Experimental uncertainty will impact in silico model calculations of aerosol delivery and deposition. Patient-specific dosimetry models are often parameterized based on medical imaging data, which contain inherent experimental variability.
Here, we created and parameterized 1D models of three subject-specific asthmatic subjects and randomly assigned perturbations of up to 15 % on airway diameter, segmental volume, and defected volume. Sensitivity of imaging data experimental variability on dosimetry metrics were quantified.

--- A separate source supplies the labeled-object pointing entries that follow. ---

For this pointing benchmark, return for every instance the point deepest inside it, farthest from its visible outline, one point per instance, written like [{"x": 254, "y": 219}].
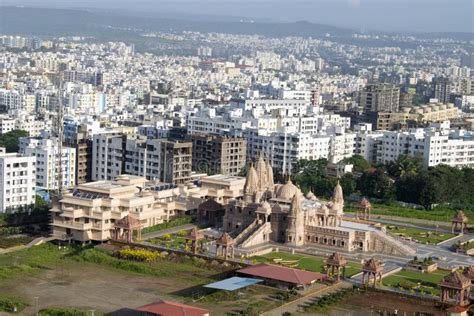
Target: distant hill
[
  {"x": 85, "y": 22},
  {"x": 61, "y": 22}
]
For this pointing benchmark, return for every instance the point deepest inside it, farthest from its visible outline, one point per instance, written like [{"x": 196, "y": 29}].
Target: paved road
[
  {"x": 172, "y": 230},
  {"x": 428, "y": 225},
  {"x": 295, "y": 306}
]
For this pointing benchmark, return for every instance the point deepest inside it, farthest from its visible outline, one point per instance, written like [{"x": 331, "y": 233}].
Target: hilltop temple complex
[{"x": 280, "y": 213}]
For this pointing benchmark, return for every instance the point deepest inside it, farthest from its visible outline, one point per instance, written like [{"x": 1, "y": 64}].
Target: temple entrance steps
[
  {"x": 388, "y": 244},
  {"x": 246, "y": 232},
  {"x": 259, "y": 235}
]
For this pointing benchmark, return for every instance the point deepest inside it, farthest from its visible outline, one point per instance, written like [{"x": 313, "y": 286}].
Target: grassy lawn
[
  {"x": 314, "y": 264},
  {"x": 175, "y": 241},
  {"x": 420, "y": 235},
  {"x": 427, "y": 282},
  {"x": 172, "y": 223},
  {"x": 86, "y": 278},
  {"x": 65, "y": 312},
  {"x": 442, "y": 214},
  {"x": 13, "y": 241},
  {"x": 10, "y": 304}
]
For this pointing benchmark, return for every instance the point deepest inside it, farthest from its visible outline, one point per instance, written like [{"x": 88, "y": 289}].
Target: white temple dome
[{"x": 287, "y": 191}]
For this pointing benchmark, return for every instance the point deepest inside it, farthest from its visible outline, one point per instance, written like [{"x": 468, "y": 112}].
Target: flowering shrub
[{"x": 138, "y": 255}]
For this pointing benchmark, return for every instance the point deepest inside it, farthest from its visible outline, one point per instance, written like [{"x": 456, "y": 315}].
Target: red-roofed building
[
  {"x": 167, "y": 308},
  {"x": 280, "y": 276}
]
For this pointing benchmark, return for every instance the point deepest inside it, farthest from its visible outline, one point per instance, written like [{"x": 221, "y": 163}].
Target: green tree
[
  {"x": 376, "y": 184},
  {"x": 10, "y": 140},
  {"x": 359, "y": 163},
  {"x": 404, "y": 166},
  {"x": 348, "y": 184}
]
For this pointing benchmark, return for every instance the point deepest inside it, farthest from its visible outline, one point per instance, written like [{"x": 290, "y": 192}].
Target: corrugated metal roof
[{"x": 232, "y": 284}]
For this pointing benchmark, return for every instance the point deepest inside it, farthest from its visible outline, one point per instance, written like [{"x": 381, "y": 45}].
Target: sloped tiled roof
[
  {"x": 167, "y": 308},
  {"x": 225, "y": 240},
  {"x": 284, "y": 274},
  {"x": 211, "y": 206},
  {"x": 336, "y": 259},
  {"x": 372, "y": 265},
  {"x": 455, "y": 280},
  {"x": 195, "y": 234}
]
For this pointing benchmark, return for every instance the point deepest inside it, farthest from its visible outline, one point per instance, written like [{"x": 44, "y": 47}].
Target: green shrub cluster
[
  {"x": 98, "y": 257},
  {"x": 138, "y": 255},
  {"x": 329, "y": 300},
  {"x": 11, "y": 305},
  {"x": 62, "y": 312}
]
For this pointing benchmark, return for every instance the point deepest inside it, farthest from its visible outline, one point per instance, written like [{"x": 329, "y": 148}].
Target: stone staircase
[
  {"x": 245, "y": 233},
  {"x": 388, "y": 244},
  {"x": 256, "y": 236}
]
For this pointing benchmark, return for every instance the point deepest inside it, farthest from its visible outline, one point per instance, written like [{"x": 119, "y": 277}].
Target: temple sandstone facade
[{"x": 280, "y": 213}]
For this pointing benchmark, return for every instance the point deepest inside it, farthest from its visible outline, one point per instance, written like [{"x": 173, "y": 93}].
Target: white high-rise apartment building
[
  {"x": 17, "y": 182},
  {"x": 438, "y": 145},
  {"x": 47, "y": 162},
  {"x": 366, "y": 141}
]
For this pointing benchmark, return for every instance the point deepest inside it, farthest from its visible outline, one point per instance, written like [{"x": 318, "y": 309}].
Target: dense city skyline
[
  {"x": 232, "y": 159},
  {"x": 370, "y": 15}
]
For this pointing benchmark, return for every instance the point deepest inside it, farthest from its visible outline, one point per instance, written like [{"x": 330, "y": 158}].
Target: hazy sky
[{"x": 386, "y": 15}]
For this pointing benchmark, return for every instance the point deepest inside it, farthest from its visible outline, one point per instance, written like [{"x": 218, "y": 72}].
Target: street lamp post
[{"x": 36, "y": 306}]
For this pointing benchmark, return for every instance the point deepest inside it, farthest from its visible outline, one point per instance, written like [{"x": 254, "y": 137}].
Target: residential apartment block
[
  {"x": 48, "y": 162},
  {"x": 17, "y": 182},
  {"x": 218, "y": 154},
  {"x": 162, "y": 160}
]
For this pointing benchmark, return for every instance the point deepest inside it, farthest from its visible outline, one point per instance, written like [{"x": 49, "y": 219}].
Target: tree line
[{"x": 404, "y": 179}]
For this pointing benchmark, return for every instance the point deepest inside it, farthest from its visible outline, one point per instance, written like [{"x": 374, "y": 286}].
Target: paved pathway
[
  {"x": 172, "y": 230},
  {"x": 428, "y": 226}
]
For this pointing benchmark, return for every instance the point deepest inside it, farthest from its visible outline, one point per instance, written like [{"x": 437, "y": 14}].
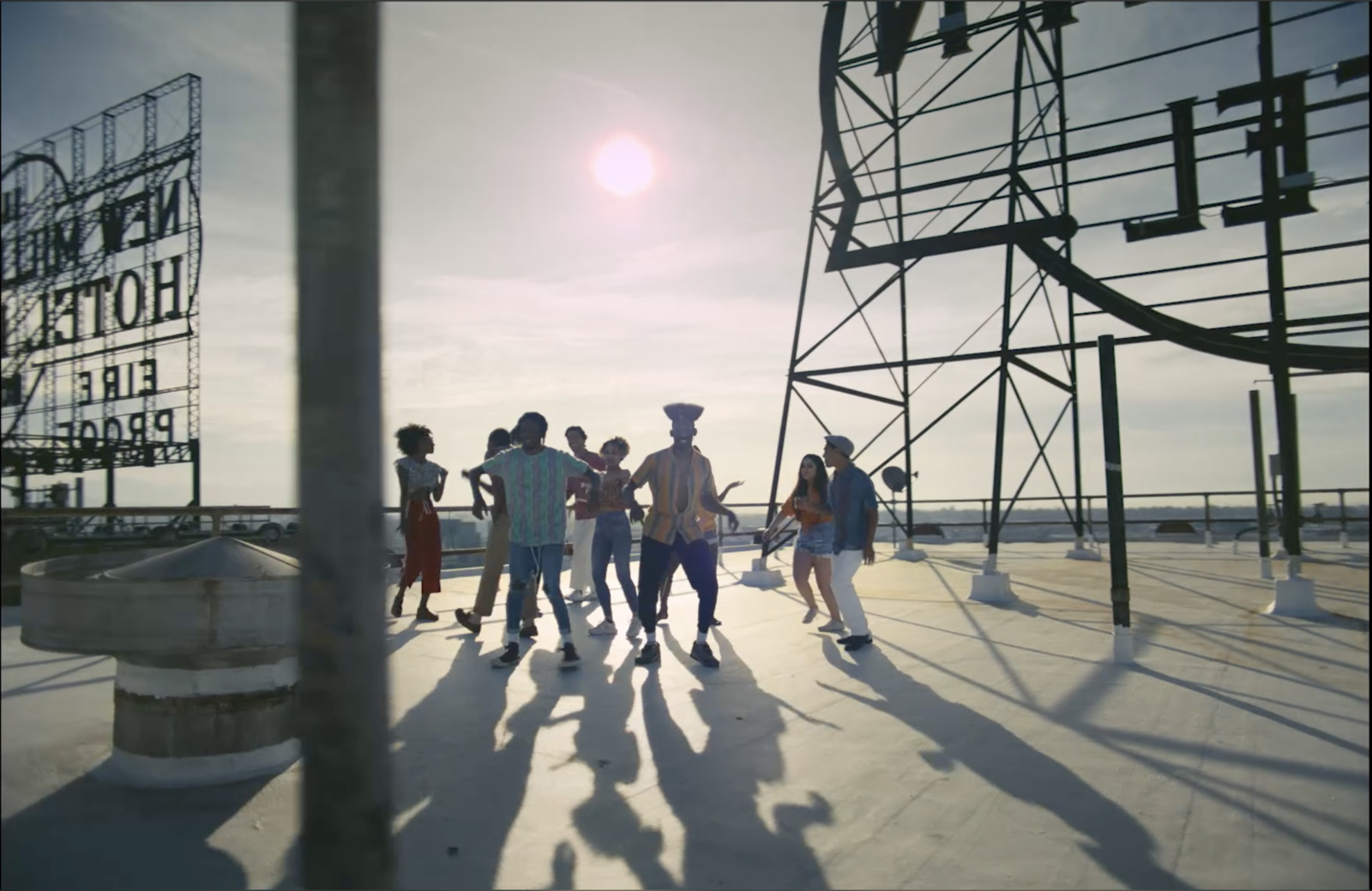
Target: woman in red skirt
[{"x": 422, "y": 485}]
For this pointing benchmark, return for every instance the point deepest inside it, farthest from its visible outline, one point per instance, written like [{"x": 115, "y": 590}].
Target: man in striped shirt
[{"x": 683, "y": 488}]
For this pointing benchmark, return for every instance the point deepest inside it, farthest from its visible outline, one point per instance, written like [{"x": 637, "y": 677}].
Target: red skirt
[{"x": 423, "y": 546}]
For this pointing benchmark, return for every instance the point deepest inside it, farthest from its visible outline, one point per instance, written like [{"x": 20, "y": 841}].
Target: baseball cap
[{"x": 843, "y": 443}]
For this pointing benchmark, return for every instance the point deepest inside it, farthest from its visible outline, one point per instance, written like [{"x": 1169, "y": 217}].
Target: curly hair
[
  {"x": 408, "y": 436},
  {"x": 537, "y": 420},
  {"x": 821, "y": 481},
  {"x": 621, "y": 442}
]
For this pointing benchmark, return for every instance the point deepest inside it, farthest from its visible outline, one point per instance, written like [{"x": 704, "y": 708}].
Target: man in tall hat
[{"x": 683, "y": 488}]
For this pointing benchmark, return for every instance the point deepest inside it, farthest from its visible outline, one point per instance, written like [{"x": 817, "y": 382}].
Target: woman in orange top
[{"x": 809, "y": 503}]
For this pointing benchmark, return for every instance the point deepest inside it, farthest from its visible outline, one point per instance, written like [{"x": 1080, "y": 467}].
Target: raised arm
[
  {"x": 710, "y": 502},
  {"x": 478, "y": 502},
  {"x": 402, "y": 475}
]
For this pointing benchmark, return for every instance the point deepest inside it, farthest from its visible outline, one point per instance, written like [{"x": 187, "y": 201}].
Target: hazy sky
[{"x": 514, "y": 281}]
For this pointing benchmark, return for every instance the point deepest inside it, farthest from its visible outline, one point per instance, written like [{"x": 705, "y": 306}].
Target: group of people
[{"x": 530, "y": 484}]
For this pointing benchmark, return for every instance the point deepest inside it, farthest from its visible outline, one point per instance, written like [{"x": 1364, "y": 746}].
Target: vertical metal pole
[
  {"x": 994, "y": 543},
  {"x": 905, "y": 324},
  {"x": 795, "y": 344},
  {"x": 196, "y": 471},
  {"x": 345, "y": 722},
  {"x": 1344, "y": 522},
  {"x": 1115, "y": 488},
  {"x": 1287, "y": 438},
  {"x": 1255, "y": 418},
  {"x": 1060, "y": 81}
]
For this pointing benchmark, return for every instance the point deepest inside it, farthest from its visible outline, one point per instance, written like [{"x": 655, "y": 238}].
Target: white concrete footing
[
  {"x": 1124, "y": 644},
  {"x": 991, "y": 587},
  {"x": 761, "y": 577},
  {"x": 910, "y": 552},
  {"x": 141, "y": 770},
  {"x": 1294, "y": 598}
]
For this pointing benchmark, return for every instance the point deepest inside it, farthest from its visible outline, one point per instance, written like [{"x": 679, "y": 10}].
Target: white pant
[
  {"x": 845, "y": 566},
  {"x": 583, "y": 533}
]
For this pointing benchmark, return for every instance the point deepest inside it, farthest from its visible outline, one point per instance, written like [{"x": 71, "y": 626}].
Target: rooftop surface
[{"x": 972, "y": 746}]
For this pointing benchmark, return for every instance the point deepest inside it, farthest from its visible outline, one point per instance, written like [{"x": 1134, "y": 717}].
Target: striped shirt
[
  {"x": 677, "y": 489},
  {"x": 535, "y": 491}
]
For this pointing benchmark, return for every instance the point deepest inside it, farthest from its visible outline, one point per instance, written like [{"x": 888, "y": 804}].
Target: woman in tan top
[{"x": 809, "y": 503}]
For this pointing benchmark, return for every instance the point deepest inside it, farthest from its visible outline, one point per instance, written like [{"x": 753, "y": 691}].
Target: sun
[{"x": 623, "y": 166}]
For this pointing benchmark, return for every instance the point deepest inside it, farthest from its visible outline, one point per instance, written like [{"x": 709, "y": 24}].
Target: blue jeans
[
  {"x": 700, "y": 570},
  {"x": 525, "y": 560},
  {"x": 614, "y": 539},
  {"x": 818, "y": 539}
]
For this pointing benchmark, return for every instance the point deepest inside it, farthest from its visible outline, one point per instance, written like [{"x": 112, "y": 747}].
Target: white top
[{"x": 420, "y": 474}]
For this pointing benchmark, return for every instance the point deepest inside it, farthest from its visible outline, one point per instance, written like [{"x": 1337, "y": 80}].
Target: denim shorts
[{"x": 816, "y": 539}]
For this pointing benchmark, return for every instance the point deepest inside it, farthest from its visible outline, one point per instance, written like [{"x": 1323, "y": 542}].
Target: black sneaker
[
  {"x": 468, "y": 621},
  {"x": 507, "y": 659},
  {"x": 701, "y": 653},
  {"x": 858, "y": 641}
]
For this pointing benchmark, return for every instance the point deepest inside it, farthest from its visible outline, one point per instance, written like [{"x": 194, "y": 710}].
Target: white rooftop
[{"x": 972, "y": 746}]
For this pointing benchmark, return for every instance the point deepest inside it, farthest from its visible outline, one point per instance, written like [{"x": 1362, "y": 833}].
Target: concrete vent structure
[{"x": 205, "y": 640}]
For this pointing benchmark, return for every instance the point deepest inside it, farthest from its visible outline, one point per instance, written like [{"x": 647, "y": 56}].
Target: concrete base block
[
  {"x": 1296, "y": 598},
  {"x": 761, "y": 577},
  {"x": 1124, "y": 646},
  {"x": 991, "y": 587},
  {"x": 141, "y": 770}
]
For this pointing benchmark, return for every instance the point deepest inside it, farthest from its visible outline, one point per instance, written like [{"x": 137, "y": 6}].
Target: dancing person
[
  {"x": 535, "y": 485},
  {"x": 497, "y": 543},
  {"x": 583, "y": 522},
  {"x": 614, "y": 539},
  {"x": 854, "y": 502},
  {"x": 809, "y": 503},
  {"x": 683, "y": 485},
  {"x": 422, "y": 485},
  {"x": 711, "y": 530}
]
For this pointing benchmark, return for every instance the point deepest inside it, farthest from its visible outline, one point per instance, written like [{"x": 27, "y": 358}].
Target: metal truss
[
  {"x": 40, "y": 382},
  {"x": 889, "y": 196}
]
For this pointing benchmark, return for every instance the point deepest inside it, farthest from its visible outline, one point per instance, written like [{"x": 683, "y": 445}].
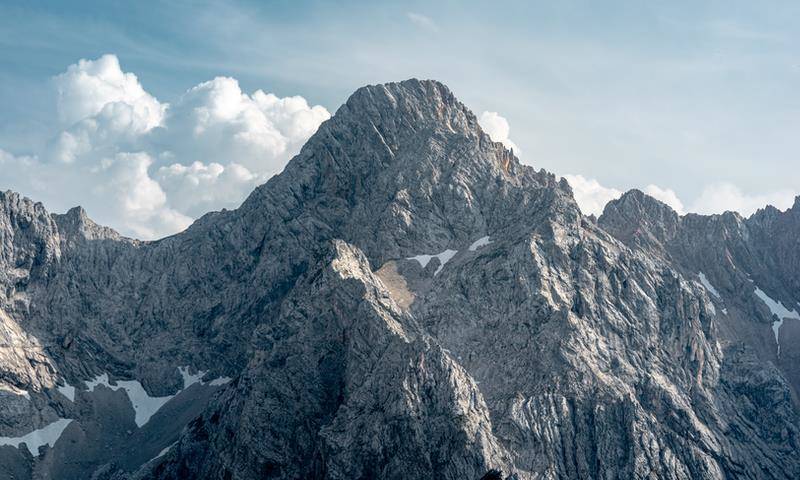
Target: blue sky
[{"x": 688, "y": 96}]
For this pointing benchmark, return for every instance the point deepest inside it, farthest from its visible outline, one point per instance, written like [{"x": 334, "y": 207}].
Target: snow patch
[
  {"x": 219, "y": 381},
  {"x": 144, "y": 405},
  {"x": 14, "y": 390},
  {"x": 68, "y": 391},
  {"x": 189, "y": 379},
  {"x": 777, "y": 309},
  {"x": 481, "y": 242},
  {"x": 47, "y": 435},
  {"x": 708, "y": 286},
  {"x": 443, "y": 257}
]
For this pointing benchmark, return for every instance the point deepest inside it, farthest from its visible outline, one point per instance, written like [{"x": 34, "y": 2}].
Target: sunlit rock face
[{"x": 405, "y": 300}]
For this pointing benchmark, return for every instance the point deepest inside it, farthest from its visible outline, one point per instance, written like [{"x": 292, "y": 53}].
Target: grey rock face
[{"x": 406, "y": 300}]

Lobar particle delivery primarily depended on the distal segmental volumes; 15 % range of noise resulted in delivery to the upper right lobe to vary at most from 15.2 and 18.2 % for one of the severe subjects. Particle deposition was most sensitive to airway diameter; 95 % confidence intervals spanned from 8 to 10.6 % in the mild/moderate subject for 15 % variation on input metrics for 5 μm diameter particles. While these results provide possible ranges of dosimetry calculations for a specific subject, the perturbations were not sufficient to model the large observed inter-subject variability (8.9, 19, and 14.5 % deposition, subjects 1-3, respectively, 5 μm diameter particles).
This study highlights that in silico model predictions are robust in the presence of experimental uncertainty and that it continues to be necessary to perform subject-specific simulations, especially within the presence of heterogeneous airway disease.
Sensitivity analysis provides confidence in calculating deposition in the airways of asthmatic subjects within the presence of experimental uncertainty.